God Bless America, but not the Yankees
NEW YORK --- With the Sox making their final visit to Yankee Stadium, everyone it seems has been waxing nostalgic. Don't even get colleague Dan Shaughnessy started. From the moment he arrived the House That Ruth Built, he's been on a final countdown of everything -- and, we mean, everything -- retracing his final steps up to the press box, to the final singing of the national anthem.
It's not really the FINAL anything. Not with 13 regular-season games before Yankee Stadium goes dark. But it is our last time here. So there is a solemn -- if not, funereal -- sense of finality hovering over this game.
Hence, the nostalgia.
There was one thing that you couldn't help but get nostalgic about and that was the seventh-inning stretch at Yankee Stadium, where the crowd joins in unision and sings ``God Bless America.'' On our first two nights here, the crowd was led by a recording of Kate Smith. But yesterday, on a resplendent late summer afternoon, it was only fitting that the Yankees trotted out none other than tenor Ronan Tynan to do the honors.
Let us just say, he batted it out of the park.
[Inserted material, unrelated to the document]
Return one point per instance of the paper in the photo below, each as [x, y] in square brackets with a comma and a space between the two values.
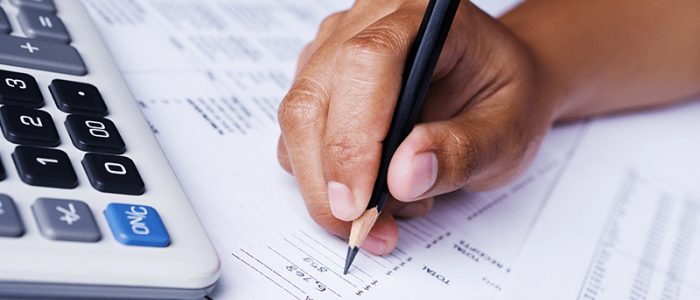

As we stood for the final strains, I turned to Shaugnessy and reminded him, `Hey, it's the last `God Bless America.' ''
He nodded and laughed.
That'll be one for the memoirs.
As will Jason Giambi's colossal 2-run clout to deep center off reliever Hideki Okajima, who took over for starter Jon Lester (6.2 innings, 5 hits, 1 run, 8 strikeouts, 2 hit batters). Pinch-hitting for Jose Molina, Giambi came up in the bottom of the seventh and tied it, 2-2, when he blasted Okajima's 0-1 offering to drive in Cody Ransom (single to left).